After preparing all summer, participants of Chattanooga’s business accelerator program Gig Tank pitched their business ideas to the community Tuesday.
Unlike last year, they weren’t competing for a monetary prize, but the event was still a platform of potential for the participants. The event allowed them to connect with people who can help them grow their businesses.
Last year’s largest prize of $100,000 went to Banyan, a cloud-based control system for collaborative research. The product aims to make it easier for researchers at universities nationwide to share information.
Banyan has since moved from Florida to Chattanooga and is working with venture investment incubator Lamp Post Group.
Before the pitches began, Toni Gemayel told the crowd that the size of his business team had doubled since last year and that there isn’t a better place to have his startup than Chattanooga.
When he and his team left last summer’s Gig Tank program and went back to Florida, it didn’t take long for them to decide to come back.
“I missed the entrepreneurial spirit of Chattanooga,” he said.
And Charlie Brock, CEO of Launch Tennessee, pointed to Gemayel as an example of how accelerators, such as Gig Tank, can literally change lives.
“Toni’s life is on a totally different trajectory than it was a year ago,” Brock said.
Also, before the pitches, Mayor Andy Berke told the crowd he was inspired by the event, which drew participants from around the world, including 14 different states.
And this year, there were four times more female participants than last year.
Berke also said that city leaders are working with business leaders to help spur innovation. He wants to make sure that business leaders have access to data, such as housing statistics, he said.
“The city can be innovative ourselves,” he said. “We are undergoing a true change to make sure we have open data in our government.”
Sisasa: Debbie Tien pitched for the business Sisasa, which aims to bridge the gap between young adults and small financial institutions, such as community banks.
Community banks need to engage young people as future customers, but young adults are often overwhelmed by their financial illiteracy, she said.
So her team developed a platform for banks to integrate into their existing online and mobile systems that will engage young adults. The platform is made to look like a social media site and uses gamification, such as earning points for engaging, to appeal to the younger demographic.
The company has partnered with TransCard for a pilot program and needs $500,000 of funding.
FwdHealth: Founder of FwdHealth Shayne Woods pitched the business, which aims to bridge the gap between lifestyle and clinical data.
The app analyzes and shares information gathered from wellness apps, such as a run tracker, with health care providers, employers and insurers. The idea is to help save on health costs for everyone.

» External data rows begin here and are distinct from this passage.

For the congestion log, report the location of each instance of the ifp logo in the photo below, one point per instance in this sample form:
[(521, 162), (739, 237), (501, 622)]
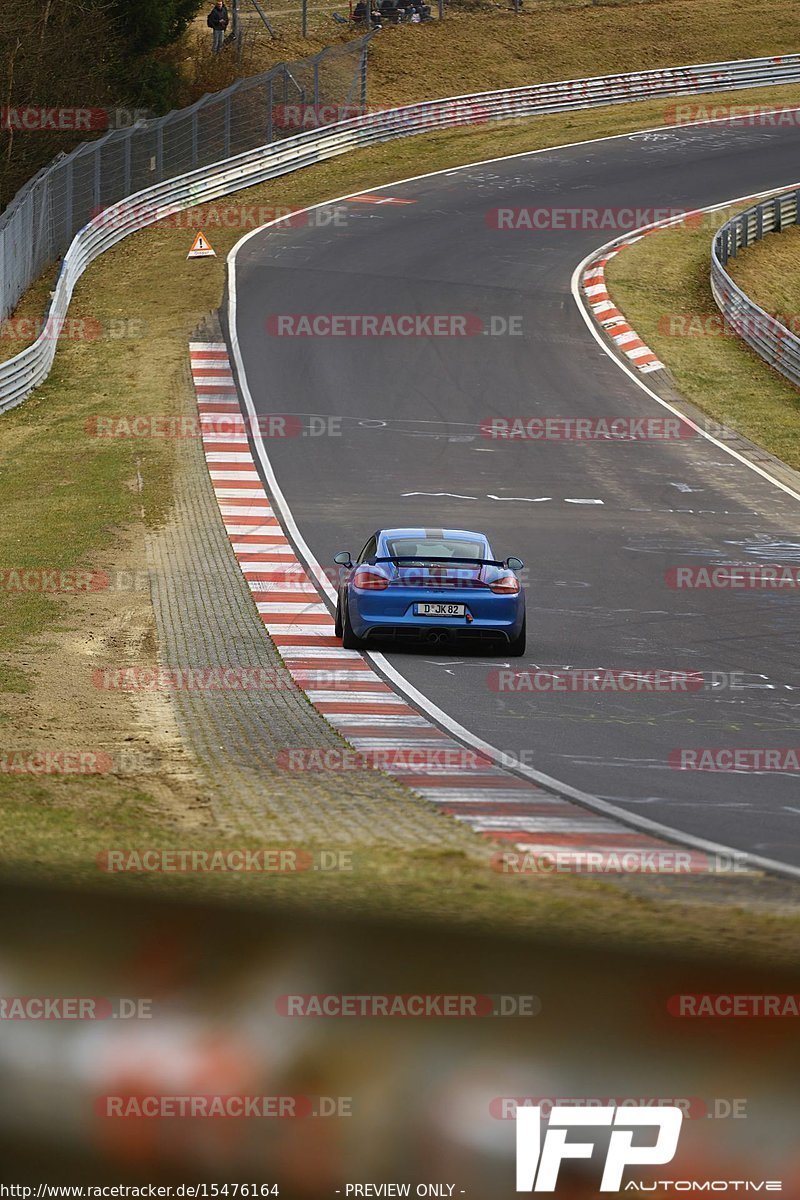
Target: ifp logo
[(537, 1164)]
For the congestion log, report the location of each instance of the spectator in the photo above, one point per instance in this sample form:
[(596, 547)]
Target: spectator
[(217, 23), (364, 12)]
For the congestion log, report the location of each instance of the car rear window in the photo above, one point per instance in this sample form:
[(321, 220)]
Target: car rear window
[(434, 547)]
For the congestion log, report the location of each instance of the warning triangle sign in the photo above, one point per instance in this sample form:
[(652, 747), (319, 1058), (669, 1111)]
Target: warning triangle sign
[(202, 247)]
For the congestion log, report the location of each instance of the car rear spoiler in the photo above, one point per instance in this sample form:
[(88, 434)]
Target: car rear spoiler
[(431, 558)]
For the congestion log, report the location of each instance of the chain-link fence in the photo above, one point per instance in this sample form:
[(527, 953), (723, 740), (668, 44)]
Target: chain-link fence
[(44, 216)]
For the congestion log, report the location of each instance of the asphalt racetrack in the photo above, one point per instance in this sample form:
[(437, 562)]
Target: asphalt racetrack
[(599, 523)]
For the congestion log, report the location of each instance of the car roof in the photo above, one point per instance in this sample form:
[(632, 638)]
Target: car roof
[(438, 532)]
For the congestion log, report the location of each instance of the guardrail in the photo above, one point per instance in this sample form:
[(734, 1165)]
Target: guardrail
[(26, 371), (768, 336)]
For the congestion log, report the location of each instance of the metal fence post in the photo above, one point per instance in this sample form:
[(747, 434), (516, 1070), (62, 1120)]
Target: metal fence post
[(362, 72), (95, 189), (126, 160), (68, 192)]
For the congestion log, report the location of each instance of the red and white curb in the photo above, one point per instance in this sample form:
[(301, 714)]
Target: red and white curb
[(611, 318), (366, 711)]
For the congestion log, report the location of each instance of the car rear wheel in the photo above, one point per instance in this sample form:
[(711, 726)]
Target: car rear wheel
[(349, 640), (517, 647)]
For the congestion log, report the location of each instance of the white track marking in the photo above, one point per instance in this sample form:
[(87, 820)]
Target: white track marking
[(403, 685)]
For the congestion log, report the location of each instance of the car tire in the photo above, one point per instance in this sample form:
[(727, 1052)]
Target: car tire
[(517, 646), (349, 639)]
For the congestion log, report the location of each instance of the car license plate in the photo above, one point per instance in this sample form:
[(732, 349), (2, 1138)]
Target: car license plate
[(439, 610)]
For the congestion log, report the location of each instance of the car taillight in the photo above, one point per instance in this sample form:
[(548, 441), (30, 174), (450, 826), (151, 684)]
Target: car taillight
[(506, 586), (368, 580)]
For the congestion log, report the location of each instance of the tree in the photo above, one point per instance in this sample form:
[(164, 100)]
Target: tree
[(151, 24)]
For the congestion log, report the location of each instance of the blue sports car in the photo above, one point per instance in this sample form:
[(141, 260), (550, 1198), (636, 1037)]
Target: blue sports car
[(429, 585)]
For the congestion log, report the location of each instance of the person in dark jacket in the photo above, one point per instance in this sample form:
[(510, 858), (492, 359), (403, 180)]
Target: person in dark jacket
[(217, 23)]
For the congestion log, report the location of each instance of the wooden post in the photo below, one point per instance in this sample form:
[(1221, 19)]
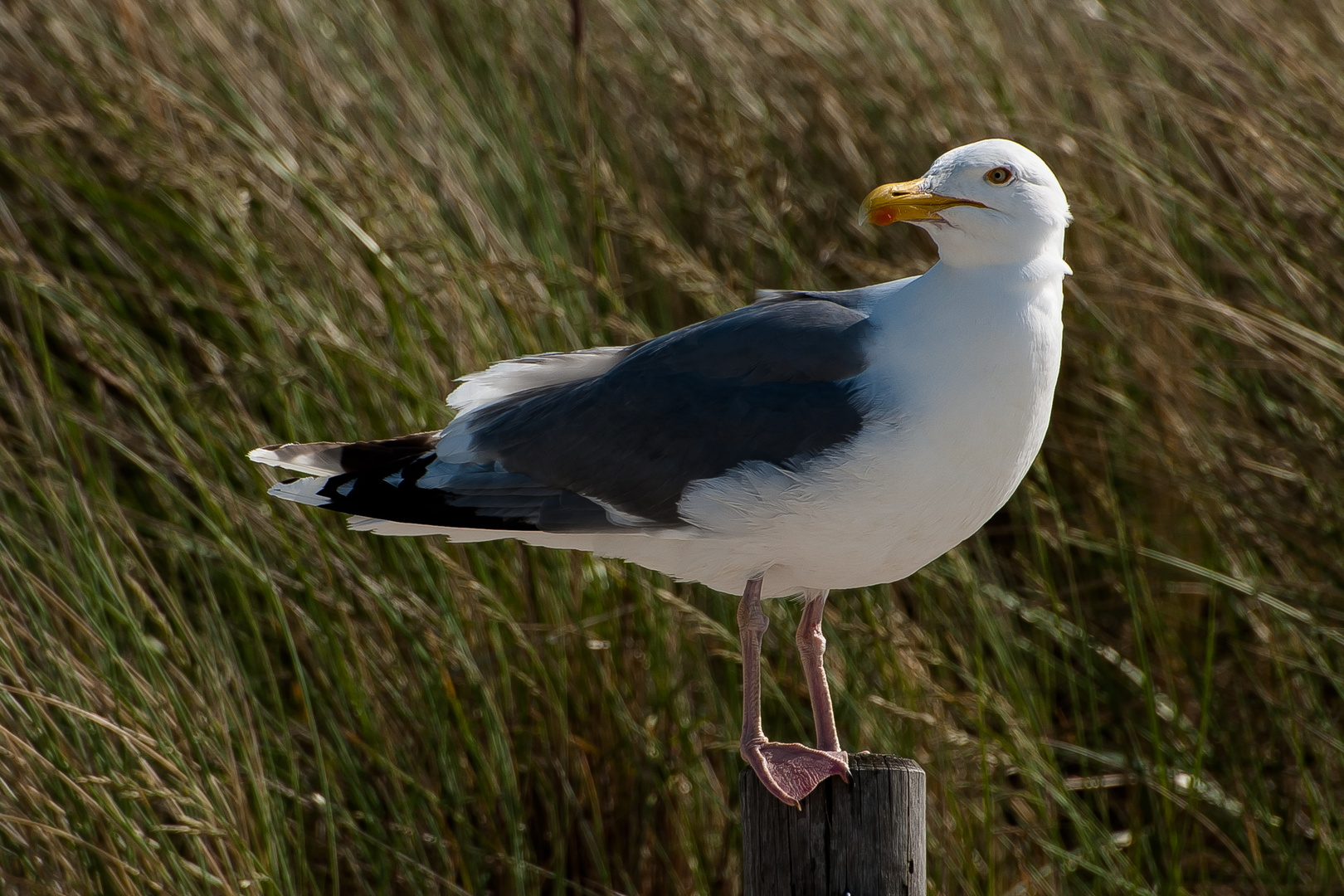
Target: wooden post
[(863, 839)]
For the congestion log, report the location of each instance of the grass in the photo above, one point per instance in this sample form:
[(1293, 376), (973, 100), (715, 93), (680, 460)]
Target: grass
[(225, 225)]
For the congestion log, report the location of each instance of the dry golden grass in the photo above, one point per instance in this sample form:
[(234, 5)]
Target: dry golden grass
[(225, 225)]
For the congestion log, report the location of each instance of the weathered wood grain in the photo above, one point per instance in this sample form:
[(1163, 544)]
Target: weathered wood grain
[(863, 839)]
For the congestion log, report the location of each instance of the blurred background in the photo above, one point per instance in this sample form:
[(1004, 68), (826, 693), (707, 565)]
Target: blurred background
[(226, 225)]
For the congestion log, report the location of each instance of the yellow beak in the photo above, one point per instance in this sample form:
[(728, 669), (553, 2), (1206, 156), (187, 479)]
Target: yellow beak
[(908, 202)]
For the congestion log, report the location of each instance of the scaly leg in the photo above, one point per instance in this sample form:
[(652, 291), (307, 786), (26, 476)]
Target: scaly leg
[(812, 648), (789, 772)]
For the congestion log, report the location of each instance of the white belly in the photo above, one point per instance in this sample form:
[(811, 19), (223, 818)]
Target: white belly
[(969, 390)]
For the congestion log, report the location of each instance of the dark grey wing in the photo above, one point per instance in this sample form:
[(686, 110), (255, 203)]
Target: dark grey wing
[(852, 299), (771, 382)]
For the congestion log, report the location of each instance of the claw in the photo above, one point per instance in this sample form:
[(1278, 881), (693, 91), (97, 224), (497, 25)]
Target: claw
[(791, 772)]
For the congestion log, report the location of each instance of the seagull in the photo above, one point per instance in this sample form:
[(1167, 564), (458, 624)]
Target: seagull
[(806, 442)]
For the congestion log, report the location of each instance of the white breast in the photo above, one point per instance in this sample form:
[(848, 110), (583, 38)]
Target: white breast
[(958, 392)]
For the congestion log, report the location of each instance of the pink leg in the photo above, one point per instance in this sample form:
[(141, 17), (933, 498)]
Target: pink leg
[(789, 772), (812, 648)]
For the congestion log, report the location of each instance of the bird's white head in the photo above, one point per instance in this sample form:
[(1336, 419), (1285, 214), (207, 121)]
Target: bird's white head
[(986, 203)]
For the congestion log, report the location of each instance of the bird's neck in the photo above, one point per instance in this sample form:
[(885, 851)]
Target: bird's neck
[(1025, 254)]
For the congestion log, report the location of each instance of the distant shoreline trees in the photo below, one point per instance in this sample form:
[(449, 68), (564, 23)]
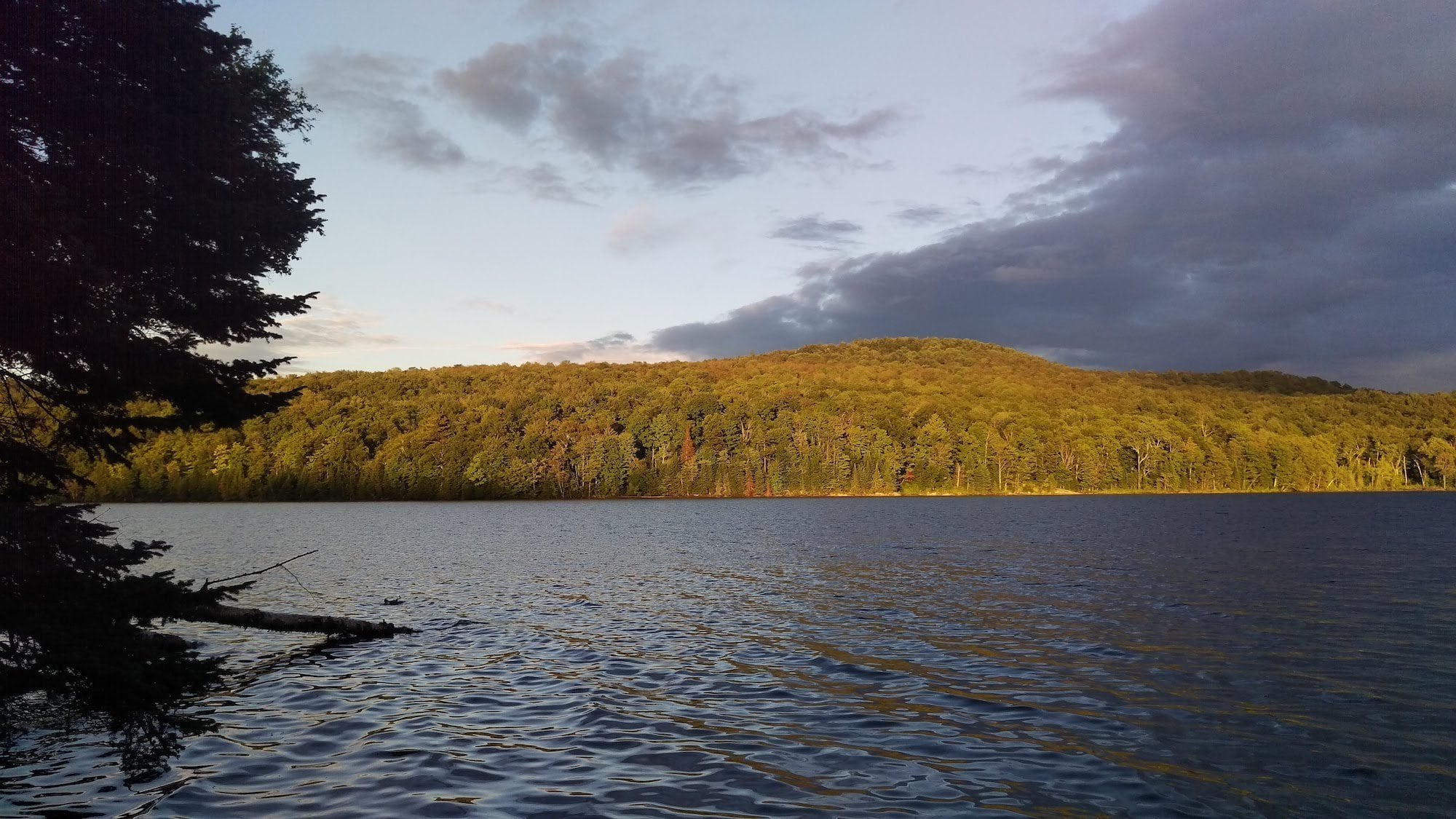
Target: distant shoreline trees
[(871, 417), (146, 193)]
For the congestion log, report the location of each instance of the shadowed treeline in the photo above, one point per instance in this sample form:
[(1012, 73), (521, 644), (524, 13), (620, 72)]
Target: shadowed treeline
[(870, 417)]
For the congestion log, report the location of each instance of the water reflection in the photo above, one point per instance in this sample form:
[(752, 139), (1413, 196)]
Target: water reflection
[(1080, 656)]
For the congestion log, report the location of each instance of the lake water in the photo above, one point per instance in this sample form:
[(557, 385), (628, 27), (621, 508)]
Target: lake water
[(1071, 656)]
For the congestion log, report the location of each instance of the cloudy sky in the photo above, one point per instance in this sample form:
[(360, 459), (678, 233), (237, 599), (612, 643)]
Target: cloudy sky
[(1128, 184)]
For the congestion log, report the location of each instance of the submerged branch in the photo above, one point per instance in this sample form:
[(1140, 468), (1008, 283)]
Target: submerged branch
[(279, 621), (280, 564)]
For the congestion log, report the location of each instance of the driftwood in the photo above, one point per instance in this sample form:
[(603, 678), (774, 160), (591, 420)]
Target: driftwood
[(280, 621), (277, 621)]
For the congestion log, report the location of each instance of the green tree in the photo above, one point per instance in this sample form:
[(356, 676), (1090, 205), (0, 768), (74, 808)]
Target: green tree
[(145, 194)]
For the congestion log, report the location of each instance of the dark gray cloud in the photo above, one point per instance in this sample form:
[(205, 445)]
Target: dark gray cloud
[(379, 88), (675, 127), (818, 231), (1281, 190), (924, 215), (618, 347)]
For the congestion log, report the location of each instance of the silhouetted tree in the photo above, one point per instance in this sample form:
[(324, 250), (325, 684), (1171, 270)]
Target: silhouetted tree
[(143, 193)]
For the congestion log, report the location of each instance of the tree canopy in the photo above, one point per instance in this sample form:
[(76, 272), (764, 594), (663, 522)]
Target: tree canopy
[(146, 193)]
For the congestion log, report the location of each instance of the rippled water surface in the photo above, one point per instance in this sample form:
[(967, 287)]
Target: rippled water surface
[(1072, 656)]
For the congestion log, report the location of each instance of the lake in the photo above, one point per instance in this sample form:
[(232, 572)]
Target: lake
[(1072, 656)]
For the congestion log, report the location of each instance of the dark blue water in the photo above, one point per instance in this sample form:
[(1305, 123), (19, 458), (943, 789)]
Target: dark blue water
[(1072, 656)]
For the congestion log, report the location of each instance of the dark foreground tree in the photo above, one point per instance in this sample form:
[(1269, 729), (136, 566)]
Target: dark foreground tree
[(143, 197)]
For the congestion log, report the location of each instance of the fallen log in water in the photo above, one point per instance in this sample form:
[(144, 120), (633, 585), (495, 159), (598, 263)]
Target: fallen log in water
[(277, 621)]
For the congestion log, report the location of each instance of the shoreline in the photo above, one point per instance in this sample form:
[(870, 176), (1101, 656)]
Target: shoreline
[(937, 496)]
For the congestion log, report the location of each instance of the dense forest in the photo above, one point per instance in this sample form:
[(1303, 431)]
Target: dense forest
[(870, 417)]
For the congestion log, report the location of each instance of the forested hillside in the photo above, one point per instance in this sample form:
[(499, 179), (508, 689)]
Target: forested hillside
[(870, 417)]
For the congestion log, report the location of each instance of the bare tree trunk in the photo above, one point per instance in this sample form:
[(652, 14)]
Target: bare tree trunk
[(276, 621)]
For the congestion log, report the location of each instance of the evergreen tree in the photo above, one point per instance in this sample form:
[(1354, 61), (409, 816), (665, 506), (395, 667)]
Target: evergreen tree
[(145, 193)]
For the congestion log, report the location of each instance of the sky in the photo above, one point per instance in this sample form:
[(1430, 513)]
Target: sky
[(1113, 184)]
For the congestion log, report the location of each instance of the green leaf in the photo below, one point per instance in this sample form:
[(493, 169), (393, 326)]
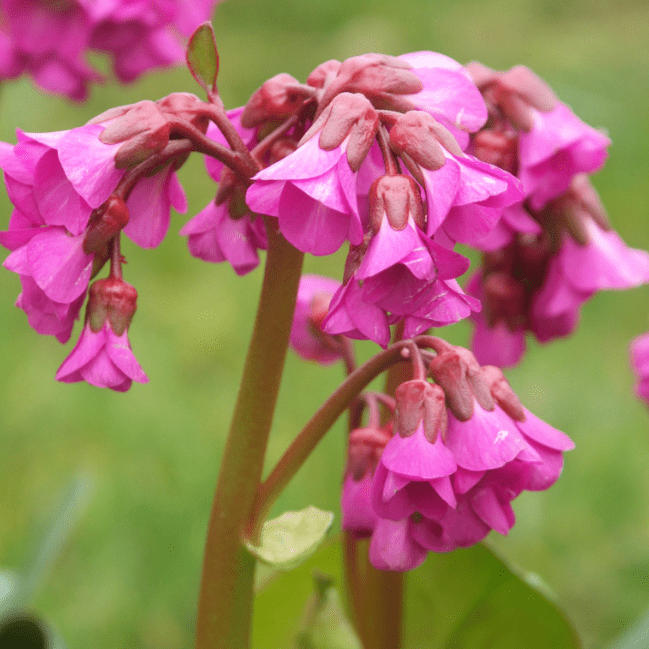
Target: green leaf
[(291, 538), (202, 57), (470, 599), (326, 626)]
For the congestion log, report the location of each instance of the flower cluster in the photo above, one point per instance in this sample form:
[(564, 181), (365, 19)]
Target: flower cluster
[(555, 249), (48, 40), (463, 448), (372, 152)]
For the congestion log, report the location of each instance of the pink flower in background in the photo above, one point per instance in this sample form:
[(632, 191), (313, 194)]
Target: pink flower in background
[(557, 148), (639, 351), (312, 304), (48, 40), (103, 355)]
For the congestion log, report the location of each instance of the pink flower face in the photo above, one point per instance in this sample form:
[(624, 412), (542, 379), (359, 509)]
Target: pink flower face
[(447, 494), (102, 359)]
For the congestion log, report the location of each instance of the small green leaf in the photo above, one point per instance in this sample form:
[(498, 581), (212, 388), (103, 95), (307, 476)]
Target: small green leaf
[(288, 540), (203, 57), (325, 624)]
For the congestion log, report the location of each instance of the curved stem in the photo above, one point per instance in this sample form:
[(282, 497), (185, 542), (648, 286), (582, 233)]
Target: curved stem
[(313, 432), (225, 601)]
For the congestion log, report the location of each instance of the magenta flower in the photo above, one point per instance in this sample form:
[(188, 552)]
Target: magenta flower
[(103, 356), (102, 359), (215, 236), (48, 40), (313, 190), (141, 36), (47, 43), (448, 94), (539, 285), (312, 304), (639, 351)]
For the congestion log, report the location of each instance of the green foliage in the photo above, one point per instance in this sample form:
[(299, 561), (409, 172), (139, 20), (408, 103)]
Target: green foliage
[(466, 599), (289, 539)]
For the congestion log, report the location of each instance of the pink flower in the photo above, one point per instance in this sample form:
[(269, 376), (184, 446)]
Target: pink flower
[(639, 351), (48, 44), (313, 190), (102, 359), (312, 304), (103, 355), (215, 236), (557, 147), (448, 94), (145, 35)]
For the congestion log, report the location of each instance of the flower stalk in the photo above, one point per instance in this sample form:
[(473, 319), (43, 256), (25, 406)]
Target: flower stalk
[(225, 601)]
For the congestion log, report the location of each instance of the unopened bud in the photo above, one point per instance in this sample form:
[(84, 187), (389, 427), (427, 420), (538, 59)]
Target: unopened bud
[(397, 198), (502, 392), (347, 115), (278, 98), (324, 73), (111, 300), (105, 222), (185, 106), (457, 372)]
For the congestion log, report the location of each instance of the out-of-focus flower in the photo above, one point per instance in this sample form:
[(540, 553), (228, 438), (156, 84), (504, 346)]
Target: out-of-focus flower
[(463, 449), (48, 40), (639, 351)]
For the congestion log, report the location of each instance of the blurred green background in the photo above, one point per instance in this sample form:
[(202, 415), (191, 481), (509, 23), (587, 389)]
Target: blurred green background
[(129, 576)]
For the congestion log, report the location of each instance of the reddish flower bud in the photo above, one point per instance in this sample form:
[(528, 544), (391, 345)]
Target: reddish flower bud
[(348, 114), (278, 98), (324, 73), (376, 75), (422, 137), (105, 222), (111, 300)]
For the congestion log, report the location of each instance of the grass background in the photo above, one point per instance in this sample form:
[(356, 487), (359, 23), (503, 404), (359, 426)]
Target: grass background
[(129, 575)]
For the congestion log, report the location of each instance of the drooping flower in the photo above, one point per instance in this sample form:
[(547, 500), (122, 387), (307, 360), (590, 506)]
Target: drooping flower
[(312, 304), (103, 355)]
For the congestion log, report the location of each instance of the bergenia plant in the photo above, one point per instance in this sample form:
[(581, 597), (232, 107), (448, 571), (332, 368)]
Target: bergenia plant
[(394, 159)]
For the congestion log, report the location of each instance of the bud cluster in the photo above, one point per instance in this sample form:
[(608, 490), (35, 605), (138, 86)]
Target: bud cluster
[(463, 448)]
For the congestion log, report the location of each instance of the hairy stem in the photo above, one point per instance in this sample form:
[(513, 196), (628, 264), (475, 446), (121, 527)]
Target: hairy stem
[(225, 601)]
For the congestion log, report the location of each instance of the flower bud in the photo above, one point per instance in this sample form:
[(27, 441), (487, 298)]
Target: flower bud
[(278, 98), (105, 222), (397, 198), (111, 300), (502, 392), (347, 115), (422, 137)]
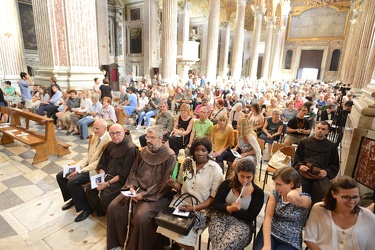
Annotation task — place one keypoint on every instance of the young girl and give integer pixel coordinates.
(286, 212)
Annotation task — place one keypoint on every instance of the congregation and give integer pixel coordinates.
(227, 130)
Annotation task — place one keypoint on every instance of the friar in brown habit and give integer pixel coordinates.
(149, 175)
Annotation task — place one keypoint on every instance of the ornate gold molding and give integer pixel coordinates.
(300, 6)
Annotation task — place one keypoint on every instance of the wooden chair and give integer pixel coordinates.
(262, 146)
(288, 150)
(254, 224)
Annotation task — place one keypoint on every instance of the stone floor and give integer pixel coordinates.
(30, 201)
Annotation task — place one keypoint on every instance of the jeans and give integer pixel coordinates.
(148, 116)
(83, 126)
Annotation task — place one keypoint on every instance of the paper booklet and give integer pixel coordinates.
(96, 179)
(236, 154)
(70, 169)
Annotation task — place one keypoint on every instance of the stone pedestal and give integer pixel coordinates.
(68, 48)
(12, 54)
(360, 124)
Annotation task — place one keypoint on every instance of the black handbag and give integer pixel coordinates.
(177, 224)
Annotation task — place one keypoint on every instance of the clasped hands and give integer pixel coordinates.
(305, 168)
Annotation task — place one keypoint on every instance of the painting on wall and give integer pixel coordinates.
(135, 14)
(28, 26)
(365, 168)
(135, 38)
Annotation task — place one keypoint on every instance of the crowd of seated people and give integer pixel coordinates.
(281, 109)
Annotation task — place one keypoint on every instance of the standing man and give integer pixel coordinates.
(298, 127)
(201, 127)
(71, 186)
(149, 175)
(317, 151)
(165, 120)
(116, 162)
(24, 84)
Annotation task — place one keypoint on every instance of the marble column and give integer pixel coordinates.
(67, 42)
(12, 54)
(224, 50)
(212, 40)
(169, 38)
(203, 58)
(102, 31)
(150, 36)
(365, 64)
(238, 41)
(258, 12)
(270, 21)
(284, 23)
(276, 42)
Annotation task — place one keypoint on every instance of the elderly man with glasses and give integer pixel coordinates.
(71, 185)
(115, 163)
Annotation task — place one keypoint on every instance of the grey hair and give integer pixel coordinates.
(156, 129)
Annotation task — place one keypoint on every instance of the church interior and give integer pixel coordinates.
(256, 41)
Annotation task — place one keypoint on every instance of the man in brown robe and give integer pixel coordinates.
(149, 175)
(115, 163)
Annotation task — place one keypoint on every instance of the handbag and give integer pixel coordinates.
(279, 160)
(177, 224)
(312, 173)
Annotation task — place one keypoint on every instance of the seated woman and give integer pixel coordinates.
(235, 114)
(256, 118)
(247, 144)
(339, 222)
(222, 137)
(218, 110)
(181, 129)
(230, 226)
(286, 212)
(201, 177)
(272, 130)
(152, 110)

There are incentives for users, and the platform allows the user to forward wellness accomplishments to employers or insurers for encouragement or rewards.
The team needs $400,000 to cover operations for 12 months to continue to develop the platform.
HutGrip: HutGrip is cloud-based software that monitors manufacturing processes, so leaders manage their processes and predict and prevent equipment failures.
HutGrip sensors collect and store data-temperature, humidity, speed, pressure, flow, vibration levels, energy consumption per machine and others.
The team is currently working with six businesses in five different industries, such as wine making and snack cake production, to perfect the product.
They need $500,000 and strategic partners in the manufacturing world.
Mira: Mira CEO Sunny Feng told the audience that this team’s product is helping shoppers and retailers by bringing content traditionally found online, such as detailed product information, recommendations and reviews, into the physical retail space.
The product helps consumers feel empowered and educated, and retailers benefit from higher foot traffic and browsing metrics that the system collects.
TidBit: TidBit is a mobile-based training platform that aims to help employers train staff in an easier and fun way.
Businesses lose money and progress when there is employee turnover, and employees traditionally don’t like training sessions, Samuel Bowen said.
Tidbit makes it easy for leaders to publish training content for employees, customers and partners via mobile devices.
The team needs $300,000 for product development and to solidify the distribution plan.
Sensevery: It isn’t like the products from the “I’ve fallen and I can’t get up” commercials, said Bentley Cook, who pitched for his team.
Sensevery is a wireless sensing device that caretakers can use to monitor an aging loved one’s daily activities, such as sleep, heart rate, body temperature and motion, and it notifies family and emergency responders in the event of a fall.
It works through a smart wristband that shares data with a device that’s connected to a cloud platform. Family members can see the information online.
WeCounsel: WeCounsel is an online network that will allow patients to connect with therapists via videoconference.
WeCounsel is HIPAA-compliant and uses the cloud to connect mental health providers with patients and colleagues online, which can make seeking treatment more convenient.
Users will be able to search for area therapists, and patients pay the mental health professional.
The team has 63 people preregistered and over the next two months will be conducing more than 200 sessions to get feedback about possible improvements.
The company is in negotiations with a local health care group and, pending the outcome of those negotiations, will be fully funded.
The team is still looking for industry contacts, though.
Disclaimer: Nooga.com is affiliated with the Lamp Post Group, but editorial decisions for this publication are made independently of the Lamp Post Group.